After treatment as you return to work, there are many choices you will need to make. One thing you’ll need to decide is how transparent you want to be about your recovery. Being in recovery is nothing to be ashamed of. However, protecting your privacy at work can be helpful and essential.
Sharing your recovery journey is always a choice; it takes time to learn when, where, and with whom to share it. Identifying relationships that can aid in your recovery is a skill set that takes time, but you will learn to balance your need for privacy with openness about your recovery.
The Value of Privacy at Work
Each individual’s experiences at work will vary. However, there are common stigmas regarding addiction. In general, these judgments come from a lack of understanding about addiction. For instance, those who don’t understand addiction commonly believe it is a choice rather than a disease. This belief can result in dangerous and reckless behaviors. When others have this belief, it can influence you. A study published in 2020 found that stigmas regarding addiction are often internalized, leading to poorer recovery outcomes.
Guarding your privacy at work is one way to protect yourself from the judgment of coworkers. In particular, you’ll want to guard against the judgment of coworkers who don’t understand the biology of addiction or aren’t likely to want to learn. The behaviors of those who are judgmental or don’t understand can cause emotional pain and affect your self-esteem. Because of this, it is important to be mindful of who you should be open with.
Benefits of Sharing
While work hours vary, many people spend 40-60 hours a week with coworkers or at work. This is a huge amount of time, and coworkers can be a wonderful source of community. Maintaining and building connections with others is important to maintaining sobriety.
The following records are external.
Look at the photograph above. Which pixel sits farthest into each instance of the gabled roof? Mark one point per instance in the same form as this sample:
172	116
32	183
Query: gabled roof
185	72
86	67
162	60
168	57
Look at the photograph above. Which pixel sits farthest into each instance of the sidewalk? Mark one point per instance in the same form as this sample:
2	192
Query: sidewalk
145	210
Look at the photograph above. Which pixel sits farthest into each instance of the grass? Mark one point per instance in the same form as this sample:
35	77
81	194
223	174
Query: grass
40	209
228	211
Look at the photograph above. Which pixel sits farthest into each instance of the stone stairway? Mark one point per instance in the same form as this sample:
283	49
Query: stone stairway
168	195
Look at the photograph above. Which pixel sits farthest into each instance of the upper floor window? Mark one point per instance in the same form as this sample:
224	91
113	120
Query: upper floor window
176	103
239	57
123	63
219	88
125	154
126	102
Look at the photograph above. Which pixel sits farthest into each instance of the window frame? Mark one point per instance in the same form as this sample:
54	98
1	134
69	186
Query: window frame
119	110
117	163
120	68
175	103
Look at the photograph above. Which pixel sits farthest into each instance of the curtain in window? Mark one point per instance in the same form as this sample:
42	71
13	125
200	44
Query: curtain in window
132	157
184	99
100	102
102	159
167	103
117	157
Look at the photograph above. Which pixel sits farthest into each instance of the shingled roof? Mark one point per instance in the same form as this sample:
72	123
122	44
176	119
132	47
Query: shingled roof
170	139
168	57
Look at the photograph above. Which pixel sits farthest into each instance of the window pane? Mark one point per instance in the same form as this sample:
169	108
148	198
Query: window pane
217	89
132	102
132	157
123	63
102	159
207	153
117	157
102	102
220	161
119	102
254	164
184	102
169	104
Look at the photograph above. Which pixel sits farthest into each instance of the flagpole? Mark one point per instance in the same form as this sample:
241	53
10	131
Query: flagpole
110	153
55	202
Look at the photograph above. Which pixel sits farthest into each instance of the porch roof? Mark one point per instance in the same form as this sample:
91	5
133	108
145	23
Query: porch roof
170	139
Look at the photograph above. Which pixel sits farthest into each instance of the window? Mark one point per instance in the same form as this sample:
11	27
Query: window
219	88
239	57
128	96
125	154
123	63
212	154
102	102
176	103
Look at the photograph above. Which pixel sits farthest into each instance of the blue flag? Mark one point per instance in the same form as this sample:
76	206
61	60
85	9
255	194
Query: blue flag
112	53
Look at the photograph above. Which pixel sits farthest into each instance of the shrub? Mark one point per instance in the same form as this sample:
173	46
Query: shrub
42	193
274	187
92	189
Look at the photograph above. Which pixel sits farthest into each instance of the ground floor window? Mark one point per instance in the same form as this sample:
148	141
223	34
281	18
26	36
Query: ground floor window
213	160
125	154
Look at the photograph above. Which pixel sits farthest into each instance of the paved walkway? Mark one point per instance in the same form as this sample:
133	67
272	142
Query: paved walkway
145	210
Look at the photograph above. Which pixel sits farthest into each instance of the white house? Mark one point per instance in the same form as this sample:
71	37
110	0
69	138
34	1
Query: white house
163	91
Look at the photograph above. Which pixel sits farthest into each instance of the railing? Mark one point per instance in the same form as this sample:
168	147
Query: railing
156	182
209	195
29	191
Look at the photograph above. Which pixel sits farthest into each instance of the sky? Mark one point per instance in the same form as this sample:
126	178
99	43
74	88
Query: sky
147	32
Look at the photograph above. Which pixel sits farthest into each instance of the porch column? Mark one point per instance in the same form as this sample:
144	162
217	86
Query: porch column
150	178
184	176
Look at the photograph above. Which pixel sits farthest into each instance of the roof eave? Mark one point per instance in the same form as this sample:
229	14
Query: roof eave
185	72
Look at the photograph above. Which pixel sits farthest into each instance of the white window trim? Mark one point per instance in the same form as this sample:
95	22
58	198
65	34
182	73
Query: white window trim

After all, there are many dangers of being isolated in recovery, including an increased risk of relapse.
Preventing relapse is very important in recovery. A study published in the Yale Journal of Biology and Medicine in 2015 found that being honest decreases the risk of relapse. Sharing with coworkers can help to educate coworkers about recovery, improving your experience and theirs. It can also help you to build a deep and honest relationship with people, which in turn helps you to be held accountable and get support when needed.
Identifying Safe People
Sharing that you are in recovery does not have to be all or nothing. It is always a choice, and you get to pick and choose with whom you share. There are negative and positive impacts of sharing and it is important to identify the relationships where it is appropriate to do so. Some choices will be more about practicality. For example, being open with your boss can help to explain an absence for treatment or get the necessary support at work.
However, other relationships will be more about comfort. One option is to build on current relationships that you already feel safe within. Perhaps choose one person you trust to confide in first. You do not have to go into all the details and can start at whatever level of openness suits you at the time.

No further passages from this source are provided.